The world comes to this famous oval in Indianapolis each May to crown the winner of the Indianapolis 500, awarding them millions of dollars in prize money, etching their name and likeness on the Borg Warner Trophy, and giving them a glass of milk to properly celebrate in the feet.

The 100th Anniversary of the Indianapolis 500 will be a race that none of us ever forget. It is special for so many reasons. Not only did we celebrate 100 years of the world's greatest spectacle in racing, but on May 29, 2011, Dan Wheldon took the checkered flag as he crossed the yard of bricks for the second time in his career.

Dan passed away a few months later in Las Vegas following a crash in the season finale race.
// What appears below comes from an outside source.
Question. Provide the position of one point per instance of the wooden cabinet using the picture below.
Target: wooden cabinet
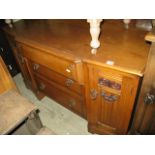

His legacy will live on as a true champion and competitor. He was a mentor for so many aspiring young drivers like myself and never hesitated to dream big.

As I return to Indianapolis, I am excited to experience the buzz and anticipation around the crowning of the world champions at the Super Bowl. The two-week celebration in preparation for the big game on Sunday feels very similar to the month of May with fans from all over the world coming to Indianapolis to get a taste of the excitement and a glimpse at some of the greatest athletes in the world!

I am most excited about attending the Celebrity Stars and Strikes Bowling Bash on Thursday night, second only to the big game and the crowning of the champions on Sunday evening. I am honored to be a bowler with fellow INDYCAR drivers, Hollywood elite, and musicians at this charity-bowling event where thousands of dollars are raised for those less fortunate. This will put my bowling skills to the test -- I haven't had much free time to practice my game lately as I prepare for my upcoming race season!

As we gear up to crown the new world champions at the Super Bowl, I think back to May when a champion was crowned on the yard of bricks at the Indianapolis Motor Speedway. Champions are few and far between and their legacies carry on. Most importantly, I remind myself to never fail to dream big -- I dream of someday taking the checkered flag in the Indianapolis 500-mile race.